L'envol du Pere Noel ©Estelle Dougier
Estelle Dougier and her photograph of a small red plane on the windowsill (L’envol du Pere Noel) were selected for the juried exhibition “Nostalgia” at the Vermont PhotoPlace Gallery. That photograph, as well as the other images above, are from the series “Backyard.” About this body of work Estelle writes “[t]hese photographs were taken in the attic of an old house in the French countryside. Entering an attic is like ‘falling into nostalgia.’ In this small and confined space under the dust and spider webs, … dog-eared books, forgotten toys, abandoned furniture, and torn open boxes are resting. They are proof of time passing by and memories of vanished moments. This attic is like a childhood backyard, a memory album in three dimensions.” Estelle Dougier’s photograph is the cover image for the Nostalgia exhibition catalog.
Estelle Dougier is a fine-art photographer born in Paris. Her work has been exhibited in France, the U.K., the United States, Portugal, Italy, Bulgaria and Belgium. She was selected as a finalist for Critical Mass 2009. Her website is www.estelledougier.com.
"Contact Sheets" © Parsley Steinweiss
The voting for Critical Mass 2009 technically wrapped up today and I was pleased to be one of the reviewers this year. I took my time and looked through work from the selected 175 photographers over the last few weeks. It has been both exhausting and amazing. One photographer on my “Wow” list was Parsley Steinweiss and her “Stacks” series.

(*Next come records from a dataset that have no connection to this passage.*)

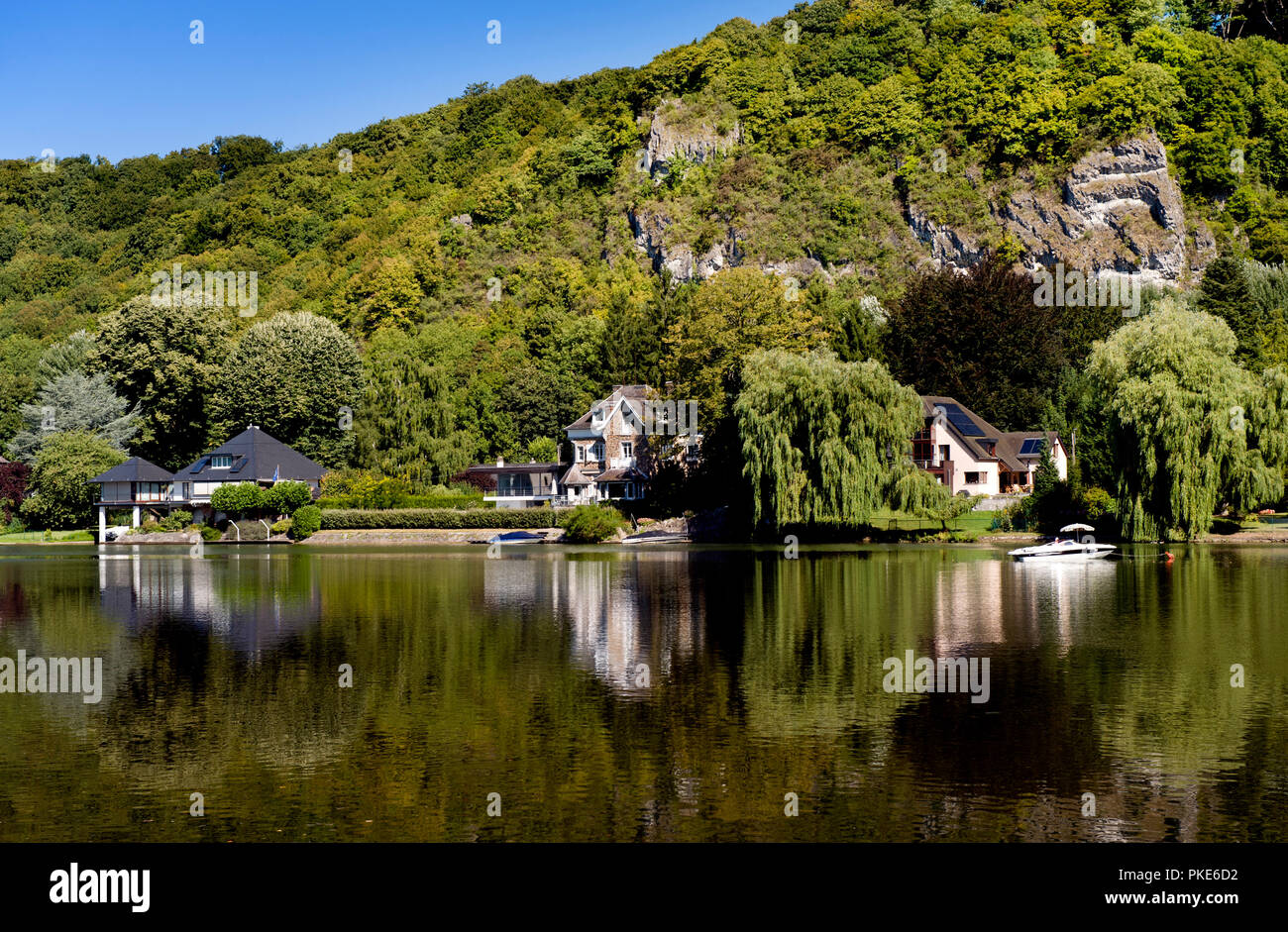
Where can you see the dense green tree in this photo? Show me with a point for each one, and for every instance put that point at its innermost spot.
(822, 439)
(73, 355)
(166, 362)
(297, 376)
(979, 338)
(20, 358)
(1190, 429)
(284, 497)
(407, 421)
(59, 494)
(75, 403)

About her work, she states, “I have always found it natural to look at things from a close perspective. By cropping my subjects closely I become intimate with them and also abstract them. By this treatment, familiar subjects become unrecognizable and require new investigation. The shape-shifting ambiguity made possible by the photographic lens resonates with my general sense of a world unseen by the naked eye, a world of possibilities. As a general theme I am interested in patterns of growth. Over the past couple of months I have been stacking things and taking photographs of the various accumulations. The photographs catalog documents that surround me: books, papers, magazines, journals, sketchpads and photographs. In “Contact Sheets” I have stacked hundreds of photographic contact sheets and prints that I have created over the past ten years. The result is a series of lines, each representing a print that I have made, a sedimentary record of creative growth.”